Let me give a brief counter-example. Recently I read Andrew Carstairs-McCarthy’s The Origins of Complex Language (Oxford, 1999), which develops with great skill and tenacity an intricate argument requiring mastery of linguistic philosophy and linguistics as well as a good working knowledge of neuroscience and primatology. The author presents the specificity of human language as a consequence of the descent of the larynx, itself initiated not by the need to enunciate phonemes but as an anatomical consequence of erect posture. Our adoption of a form of language that features sentences possessing a truth value rather than simple noun phrases (NPs) is described as a consequence of the dual rhythm imposed on language by vowel-consonant articulation, which, in turn, results from the articulatory mode favored by our descended larynx. But even if the suggested correlation between the rhythms of phonetic and syntactic articulation is valid, it cannot explain the origin of language because it cannot explain the crucial correlation between the emergence of language and that of the human social order, inevitably established on a sacred foundation. It is sad to see so much intelligence expended in the service of the naïve and hackneyed antihumanist polemic with which the author concludes:
The idea that something so immense in its effects as human language could have its beginnings in physiological adjustments consequent on bipedalism strikes deeply at the assumptions that human uniqueness must be based on something rather grand and profound, such as access to unique kinds of knowledge and self-awareness. But, once we get used to the idea, I think we will come to realize that it is only our pride that is hurt. Certain historical accidents have indeed supplied us with a uniquely sophisticated mechanism for communication and for the mental representation of the world; but, apart from that, we are just one species among many. (231)

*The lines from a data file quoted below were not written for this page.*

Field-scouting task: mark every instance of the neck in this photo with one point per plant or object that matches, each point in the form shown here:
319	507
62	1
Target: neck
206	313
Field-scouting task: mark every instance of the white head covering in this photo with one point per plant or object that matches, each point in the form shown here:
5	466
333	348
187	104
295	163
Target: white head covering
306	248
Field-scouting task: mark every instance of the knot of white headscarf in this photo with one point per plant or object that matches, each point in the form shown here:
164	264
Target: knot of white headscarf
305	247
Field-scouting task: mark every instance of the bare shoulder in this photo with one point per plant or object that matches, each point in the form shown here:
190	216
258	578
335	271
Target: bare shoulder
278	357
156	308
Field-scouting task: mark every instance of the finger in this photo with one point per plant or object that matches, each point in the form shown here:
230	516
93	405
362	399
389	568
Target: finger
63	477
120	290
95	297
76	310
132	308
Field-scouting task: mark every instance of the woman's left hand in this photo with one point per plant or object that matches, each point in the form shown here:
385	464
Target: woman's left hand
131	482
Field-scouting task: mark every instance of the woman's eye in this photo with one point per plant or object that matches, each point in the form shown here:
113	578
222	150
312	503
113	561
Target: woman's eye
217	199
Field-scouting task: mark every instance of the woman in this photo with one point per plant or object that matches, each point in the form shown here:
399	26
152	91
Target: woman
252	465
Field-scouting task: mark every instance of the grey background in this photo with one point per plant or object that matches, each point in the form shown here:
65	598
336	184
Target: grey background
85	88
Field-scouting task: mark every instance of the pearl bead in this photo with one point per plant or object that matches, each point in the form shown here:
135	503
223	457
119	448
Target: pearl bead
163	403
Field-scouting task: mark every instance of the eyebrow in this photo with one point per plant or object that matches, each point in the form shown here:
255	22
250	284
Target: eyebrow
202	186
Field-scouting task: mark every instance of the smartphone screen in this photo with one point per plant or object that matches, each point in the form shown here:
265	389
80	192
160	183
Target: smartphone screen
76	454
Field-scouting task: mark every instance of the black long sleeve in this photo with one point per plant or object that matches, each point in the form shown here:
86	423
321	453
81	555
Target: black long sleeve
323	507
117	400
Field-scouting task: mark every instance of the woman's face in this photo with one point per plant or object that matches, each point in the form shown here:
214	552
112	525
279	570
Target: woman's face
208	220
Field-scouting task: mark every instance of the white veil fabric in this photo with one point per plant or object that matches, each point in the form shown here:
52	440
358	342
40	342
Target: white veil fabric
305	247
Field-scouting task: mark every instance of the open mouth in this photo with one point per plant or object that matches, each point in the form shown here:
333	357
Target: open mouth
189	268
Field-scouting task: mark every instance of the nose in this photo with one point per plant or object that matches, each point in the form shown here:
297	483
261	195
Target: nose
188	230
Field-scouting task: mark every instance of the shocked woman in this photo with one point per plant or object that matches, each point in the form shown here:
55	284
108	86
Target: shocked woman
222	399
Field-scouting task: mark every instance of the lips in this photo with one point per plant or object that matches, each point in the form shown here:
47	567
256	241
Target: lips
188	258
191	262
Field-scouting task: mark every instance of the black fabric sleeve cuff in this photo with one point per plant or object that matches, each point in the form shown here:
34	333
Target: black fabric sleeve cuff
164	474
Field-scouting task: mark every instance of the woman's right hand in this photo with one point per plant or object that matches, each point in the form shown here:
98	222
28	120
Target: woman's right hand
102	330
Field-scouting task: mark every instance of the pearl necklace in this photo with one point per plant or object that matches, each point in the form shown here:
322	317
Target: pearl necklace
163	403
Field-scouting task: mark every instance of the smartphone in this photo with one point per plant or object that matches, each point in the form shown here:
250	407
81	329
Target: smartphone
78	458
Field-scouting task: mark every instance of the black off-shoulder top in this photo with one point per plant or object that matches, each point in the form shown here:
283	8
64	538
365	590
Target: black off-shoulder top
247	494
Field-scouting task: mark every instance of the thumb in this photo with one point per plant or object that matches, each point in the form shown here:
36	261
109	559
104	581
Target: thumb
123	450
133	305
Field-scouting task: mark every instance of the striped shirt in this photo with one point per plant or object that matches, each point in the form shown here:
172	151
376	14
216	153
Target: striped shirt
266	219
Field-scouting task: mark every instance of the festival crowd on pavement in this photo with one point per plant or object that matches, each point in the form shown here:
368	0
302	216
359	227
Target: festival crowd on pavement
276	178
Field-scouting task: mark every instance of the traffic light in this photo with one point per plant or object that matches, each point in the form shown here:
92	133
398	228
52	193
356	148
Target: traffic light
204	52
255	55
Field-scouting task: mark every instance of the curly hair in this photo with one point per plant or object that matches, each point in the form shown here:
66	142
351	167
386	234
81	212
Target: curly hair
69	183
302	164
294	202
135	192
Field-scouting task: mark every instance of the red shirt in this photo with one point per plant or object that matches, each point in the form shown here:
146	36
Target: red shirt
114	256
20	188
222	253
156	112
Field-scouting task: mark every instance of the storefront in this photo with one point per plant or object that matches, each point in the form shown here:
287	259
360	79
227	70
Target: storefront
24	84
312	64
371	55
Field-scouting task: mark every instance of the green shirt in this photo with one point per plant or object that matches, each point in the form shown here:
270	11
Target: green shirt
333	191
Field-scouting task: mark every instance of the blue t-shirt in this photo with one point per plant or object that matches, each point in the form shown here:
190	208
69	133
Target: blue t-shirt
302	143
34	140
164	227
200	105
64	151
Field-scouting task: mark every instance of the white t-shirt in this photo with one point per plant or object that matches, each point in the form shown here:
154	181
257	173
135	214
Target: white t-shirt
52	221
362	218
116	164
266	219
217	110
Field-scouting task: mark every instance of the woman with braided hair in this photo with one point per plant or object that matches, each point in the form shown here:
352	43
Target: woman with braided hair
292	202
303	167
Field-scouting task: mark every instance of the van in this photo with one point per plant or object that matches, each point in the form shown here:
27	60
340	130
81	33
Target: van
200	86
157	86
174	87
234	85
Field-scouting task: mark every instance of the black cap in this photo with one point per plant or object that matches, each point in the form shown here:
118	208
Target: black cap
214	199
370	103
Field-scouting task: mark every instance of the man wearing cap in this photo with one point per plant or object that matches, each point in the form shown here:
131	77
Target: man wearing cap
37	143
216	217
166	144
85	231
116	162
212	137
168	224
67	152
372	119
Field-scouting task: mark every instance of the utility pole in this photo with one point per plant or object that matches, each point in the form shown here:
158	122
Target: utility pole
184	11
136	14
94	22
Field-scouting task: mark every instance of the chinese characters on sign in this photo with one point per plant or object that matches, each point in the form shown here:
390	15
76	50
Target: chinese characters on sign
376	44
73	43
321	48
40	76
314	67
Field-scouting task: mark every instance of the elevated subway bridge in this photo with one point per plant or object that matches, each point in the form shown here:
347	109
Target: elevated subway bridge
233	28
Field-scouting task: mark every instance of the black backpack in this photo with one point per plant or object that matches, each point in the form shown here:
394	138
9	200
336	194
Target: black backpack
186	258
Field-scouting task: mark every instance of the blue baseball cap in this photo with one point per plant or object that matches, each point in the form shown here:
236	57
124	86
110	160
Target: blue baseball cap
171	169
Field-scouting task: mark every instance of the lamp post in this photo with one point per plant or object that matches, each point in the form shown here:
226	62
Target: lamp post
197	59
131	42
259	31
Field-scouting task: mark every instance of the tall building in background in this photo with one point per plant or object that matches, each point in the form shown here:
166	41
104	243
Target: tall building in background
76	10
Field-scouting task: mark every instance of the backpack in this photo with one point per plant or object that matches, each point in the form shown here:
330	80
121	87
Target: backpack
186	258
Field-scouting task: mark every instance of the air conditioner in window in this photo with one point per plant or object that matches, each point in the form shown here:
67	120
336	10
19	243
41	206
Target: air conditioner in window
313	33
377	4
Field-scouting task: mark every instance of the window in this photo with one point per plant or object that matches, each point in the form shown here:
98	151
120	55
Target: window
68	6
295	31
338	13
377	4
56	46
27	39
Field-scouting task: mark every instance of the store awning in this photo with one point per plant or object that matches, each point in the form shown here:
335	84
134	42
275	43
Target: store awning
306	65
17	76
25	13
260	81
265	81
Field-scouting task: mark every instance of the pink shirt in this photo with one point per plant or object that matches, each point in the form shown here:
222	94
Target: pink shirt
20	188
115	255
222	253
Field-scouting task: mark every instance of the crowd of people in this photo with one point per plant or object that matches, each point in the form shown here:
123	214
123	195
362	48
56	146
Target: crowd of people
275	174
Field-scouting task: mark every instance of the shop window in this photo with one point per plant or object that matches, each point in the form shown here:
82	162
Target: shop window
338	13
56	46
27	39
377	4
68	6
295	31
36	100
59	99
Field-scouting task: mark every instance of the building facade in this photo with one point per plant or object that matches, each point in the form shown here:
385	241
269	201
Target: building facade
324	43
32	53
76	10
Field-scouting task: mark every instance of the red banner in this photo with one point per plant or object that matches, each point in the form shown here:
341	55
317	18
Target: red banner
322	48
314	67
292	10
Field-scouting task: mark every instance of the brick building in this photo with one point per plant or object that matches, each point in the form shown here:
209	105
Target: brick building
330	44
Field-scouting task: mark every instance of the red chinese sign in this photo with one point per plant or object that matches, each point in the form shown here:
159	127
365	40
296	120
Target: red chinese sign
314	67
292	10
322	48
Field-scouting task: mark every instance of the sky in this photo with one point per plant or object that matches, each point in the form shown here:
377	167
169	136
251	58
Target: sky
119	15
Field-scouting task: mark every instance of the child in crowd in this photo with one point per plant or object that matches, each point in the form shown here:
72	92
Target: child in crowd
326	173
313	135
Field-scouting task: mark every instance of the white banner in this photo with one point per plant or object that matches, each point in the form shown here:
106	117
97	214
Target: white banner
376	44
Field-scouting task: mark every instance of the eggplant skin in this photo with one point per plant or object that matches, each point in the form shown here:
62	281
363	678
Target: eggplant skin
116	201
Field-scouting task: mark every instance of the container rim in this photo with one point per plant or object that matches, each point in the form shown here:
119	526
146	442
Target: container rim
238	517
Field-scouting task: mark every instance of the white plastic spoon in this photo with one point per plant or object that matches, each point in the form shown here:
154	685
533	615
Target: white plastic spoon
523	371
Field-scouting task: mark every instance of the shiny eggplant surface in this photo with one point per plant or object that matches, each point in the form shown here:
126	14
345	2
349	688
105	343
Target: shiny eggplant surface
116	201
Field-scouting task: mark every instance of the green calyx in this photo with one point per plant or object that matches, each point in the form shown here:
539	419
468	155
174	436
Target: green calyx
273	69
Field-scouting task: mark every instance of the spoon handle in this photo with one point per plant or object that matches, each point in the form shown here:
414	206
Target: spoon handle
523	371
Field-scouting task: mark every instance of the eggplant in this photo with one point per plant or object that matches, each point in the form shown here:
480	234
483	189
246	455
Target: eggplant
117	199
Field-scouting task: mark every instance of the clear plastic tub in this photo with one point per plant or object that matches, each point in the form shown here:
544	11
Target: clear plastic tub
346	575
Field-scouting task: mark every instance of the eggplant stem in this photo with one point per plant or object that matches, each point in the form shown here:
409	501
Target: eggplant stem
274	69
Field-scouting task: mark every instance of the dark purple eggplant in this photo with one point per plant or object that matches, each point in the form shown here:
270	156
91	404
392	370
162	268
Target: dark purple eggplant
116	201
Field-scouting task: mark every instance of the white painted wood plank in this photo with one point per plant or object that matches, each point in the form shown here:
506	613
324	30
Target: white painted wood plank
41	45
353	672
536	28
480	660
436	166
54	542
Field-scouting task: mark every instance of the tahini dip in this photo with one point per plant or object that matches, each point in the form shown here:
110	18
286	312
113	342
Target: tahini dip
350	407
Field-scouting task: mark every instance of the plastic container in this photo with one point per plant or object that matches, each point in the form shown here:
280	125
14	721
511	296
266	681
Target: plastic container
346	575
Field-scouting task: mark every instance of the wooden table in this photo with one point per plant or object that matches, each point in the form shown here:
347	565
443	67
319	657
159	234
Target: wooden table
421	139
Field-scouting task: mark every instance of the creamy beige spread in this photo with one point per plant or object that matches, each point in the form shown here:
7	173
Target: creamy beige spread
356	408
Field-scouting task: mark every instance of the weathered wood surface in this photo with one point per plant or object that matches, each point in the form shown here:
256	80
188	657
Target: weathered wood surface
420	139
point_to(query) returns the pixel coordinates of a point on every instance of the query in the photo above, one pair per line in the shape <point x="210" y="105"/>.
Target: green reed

What does it really mean to describe humanity as “just one species among many”? If this is a critique of religious anthropology, the author should explain how our “uniquely sophisticated mechanism for communication” is related to religion. If not, he should tell us what would count as falsifying his description. We are treated to a moralizing sermon in guise of a dismissal of “our” moral prejudices, which are really those of the great unwashed, since the intelligentsia has been obsessed with chastising our “speciesist” pride throughout the postwar era.
This is a case where empirical research might have benefited from the framework supplied by this impatient old amateur. Ostensives are not “NPs,” but complete utterances in their own right. The passage from ostensive to declarative is not simply cognitive but ethical; it is the passage from interdicting the sacred object through the sign to formulating this interdiction explicitly in signs. In other words, what makes humans a different kind of species is not language but ethics, which language uniquely articulates. However well or poorly our own ethical value compares with that of other species, ours is the only species that assigns such values; it is this fact, rather than the values assigned, that is relevant to Carstairs-McCarthy’s inquiry.
Dear reader, if you’ve heard all this from me before, don’t be impatient: who knows how much longer I’ll be around? But if you find value in this kind of anthropological humanism, you owe it not to me but to yourself to defend it. Social science insists with quasi-religious fervor that language is either a simple extension of animal communication or an “instinct” analogous to those of animals. The idea of human uniqueness is dismissed as a contemporary equivalent of the belief that the sun revolves around the Earth. But denial cannot save us from the ethical question this uniqueness poses. The unique attributes of humanity are what make us dangerous to each other and, accessorily, to the other inhabitants of the planet. If we would protect the Other, we must first ensure that we are protected from Each Other; this Hobbesian need is what defines us as human in the first place.
I am betting that, however long people deny these truths, sooner or later, they will come to acknowledge and live with them, as the basis of what Kant called “perpetual peace.” I may not see that day, nor, no doubt, will you, dear reader; but you would do well to bestir yourself if you would like your children or your grandchildren to do so.